Za każdym razem, kiedy wyjeżdżam czy to z Poznania, czy ze
Swarzędza, serce mi rośnie na myśl o powrocie do domu w Gorzkim Polu. I to nie
tylko z powodu rodzinnego szczęścia, ale przede wszystkim z powodu ciszy, chłodu,
nieco sennej atmosfery i poczucia bliskości Pobiedzisk.
Można, oczywiście, się ze mnie śmiać. Miasto jak miasto, ot,
raptem dwa większe sklepy samoobsługowe i pięć ulic na krzyż. Właśnie
powolność, senność i duchy
konserwatywnych przodków snują się po ulicach miasteczka. Zachwycająca w
Pobiedziskach jest przede wszystkim skala. Tu wszędzie jest blisko! Zakupy w
godzinę? Bagatela.
Jest powód, dla którego ludzie się sprowadzają do gminy Pobiedziska. Wszyscy, którzy tu zamieszkali, przybysze z
różnych kątów Polski i Europy, przede wszystkim docenili bliskość przyrody.
Klangor żurawi, snujące się po lasach mgły, osmętnice nasze narodowe, bliskość
tajemniczych rezerwatów, jak choćby Drążynek, położenie pagórkowate
miejscowości wokół Pobiedzisk i mnogość jezior dookoła.
Czuję, że tu oddycham – tak mogę powiedzieć, kiedy parkuję
przed domem i nie czuję w zachodnim wietrze smrodu z kurzej fermy czy innej
spalarni.
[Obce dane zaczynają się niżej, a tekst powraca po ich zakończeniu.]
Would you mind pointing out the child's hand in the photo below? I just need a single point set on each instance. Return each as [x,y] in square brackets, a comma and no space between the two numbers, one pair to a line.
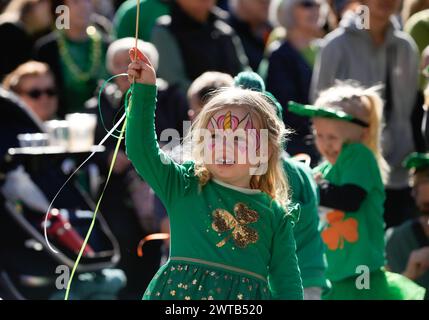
[140,70]
[418,263]
[318,177]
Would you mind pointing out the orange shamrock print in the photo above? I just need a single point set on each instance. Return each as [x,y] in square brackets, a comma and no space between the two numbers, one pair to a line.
[339,229]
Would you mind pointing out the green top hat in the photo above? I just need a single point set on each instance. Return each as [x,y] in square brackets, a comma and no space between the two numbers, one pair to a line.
[417,161]
[307,110]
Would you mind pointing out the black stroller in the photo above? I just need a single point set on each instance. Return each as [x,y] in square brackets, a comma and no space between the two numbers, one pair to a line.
[28,268]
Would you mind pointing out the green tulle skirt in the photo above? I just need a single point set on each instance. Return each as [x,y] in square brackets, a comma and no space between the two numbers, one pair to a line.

A było już groźnie, choć tylko
niewielu pamięta, że Dorota Nowacka jako
Przewodnicząca Rady Miejskiej w Pobiedziskach w latach 2010-2014, stanowczo się
sprzeciwiła budowie kurzej fermy w otulinie Puszczy Zielonki w Kołatce. Było to
4 lata temu. Poparła wówczas protestujących mieszkańców Kołaty, wraz z
mieszkańcami ościennych sołectw i założyła razem z Krzysztof Krygierem komitet wyborczy, czując, że radni
zostali oszukani i niepoinformowani o planowanej inwestycji. Zakusów by zepsuć nam powietrze i błogie
zielone miejsca było więcej w ostatnich paru latach.
Kiedy wybieramy się na długi sobotni spacer, na przykład
rowerem, zamiast magazynów po horyzont, nadal widzimy lasy i pola. Możemy
znaleźć się w samym sercu gminy, gdzie cisza nas otacza zewsząd i czujemy się sami i szczęśliwi, że hałas dobiega z bardzo
dalekiej oddali.
To też część planów polityki gminnej, tak zwanej Strategii
Rozwoju Gminy. Nasza gmina ma mieć charakter turystyczno-rolniczy. Dlatego
uchwalono w tej kadencji, dla znakomitej większości gruntów, plan
zagospodarowania przestrzennego, program
ochrony gruntów rolnych oraz terenów zielonych i leśnych. Rzecz jasna, nie
wszystkim to w smak, ale dzięki temu
żyjemy w pięknym miejscu.
Można zarzucić włodarzom, że mało miejsc pracy powstało w
ciągu kilku ostatnich lat. Odpowiedź na to gotowa – Poznań blisko, Swarzędz
blisko a bezrobotnych w gminie Pobiedziska około 120 osób. Zatem praca szuka
człowieka, który utrudzony bardzo i znużony wraca do domu ciesząc oczy zielenią
od wschoda do zachoda.
Pobiedziska to moje
miejsce na ziemi. Tutaj chcę wracać po pracy, tutaj jest miejsce do życia.